Из Америки я привез с собой несколько диковин, среди которых самой замечательной был несгораемый кошелек из асбеста. Об этом прослышал сэр Ханс Слоун; он побывал у меня, пригласил посетить его дом на Рассел-сквер и, показав мне свое собрание редкостей, уговорил присоединить к ним и мою и щедро заплатил за нее.
В одном доме с нами жила молодая женщина, модистка, кажется, державшая мастерскую где-то поблизости. Она была хорошо воспитана, неглупая, живая, приятная в обращении. Ральф по вечерам читал ей пьесы, они близко сошлись, она переехала на другую квартиру, и он последовал за ней. Некоторое время они жили вместе, но он все еще был без работы, а ее доходов не хватало на содержание их обоих, да еще ее ребенка, и он решил уехать из Лондона и попытать счастья в качестве учителя в какой-нибудь сельской школе, для каковой должности считал себя вполне подготовленным, потому что превосходно писал и хорошо знал арифметику. Однако он считал, что эта работа унизит его, и, не теряя надежды на более интересное занятие в будущем, когда ему не захочется, чтобы люди узнали, что когда-то он до нее снизошел, переменил фамилию на мою, вообразив, вероятно, что оказывает мне этим большую честь. Вскоре я получил письмо, в котором он извещал меня, что поселился в глухой деревне (кажется, в Беркшире, где обучает чтению и письму десяток мальчиков за шесть пенсов с каждого в неделю), препоручает миссис Т. моим заботам и просит писать ему на имя школьного учителя мистера Франклина туда-то.
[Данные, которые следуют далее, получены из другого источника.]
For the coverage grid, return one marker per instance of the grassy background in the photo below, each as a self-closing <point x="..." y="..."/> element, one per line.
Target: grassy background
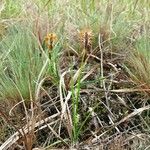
<point x="96" y="73"/>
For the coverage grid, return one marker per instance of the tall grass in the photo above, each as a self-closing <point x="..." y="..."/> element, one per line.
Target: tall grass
<point x="118" y="26"/>
<point x="21" y="64"/>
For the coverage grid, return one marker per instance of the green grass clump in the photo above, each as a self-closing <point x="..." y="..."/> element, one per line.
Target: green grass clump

Он продолжал мне писать и присылал длинные куски эпической поэмы, сочинением которой был занят, с просьбой сообщать ему мои замечания и поправки. Время от времени я выполнял его просьбу, но не столько поощрял его писать дальше, сколько советовал остановиться. В то время как раз вышла в свет одна из «Сатир» Юнга, я переписал и послал ему большой отрывок из нее, в котором ярко обрисовано, какое это безумие – гоняться за музами в надежде на вознаграждение с их стороны. Но и это не помогло: куски поэмы продолжали поступать ко мне с каждой почтой. Между тем миссис Т., растеряв по его милости и друзей, и заказы, часто оказывалась на мели и, послав за мной, просила дать взаймы сколько могу. Я к ней привязался и, не сдерживаемый в то время соображениями религии, а также понимая, как я ей нужен, позволил себе некоторые вольности (еще одна ошибка!), которые она пресекла с похвальной горячностью, да еще осведомила Ральфа о моем поведении. Это привело к разрыву между нами; и он, когда возвратился в Лондон, дал мне понять, что не считает себя связанным со мною никакими обязательствами. Так я потерял всякую надежду когда-либо получить деньги, которые он мне задолжал. Впрочем, это было не так уж важно, ведь платить ему все равно было нечем; а потеряв его дружбу, я почувствовал, что свалил с себя тяжкое бремя. Я стал подумывать о том, чтобы отложить немного денег, и в расчете на лучшие заработки перешел от Пальмера к Уотсу, владельцу еще более известной типографии близ Линкольн-Инн-Фильдс. Здесь я проработал все время, что еще оставался в Лондоне.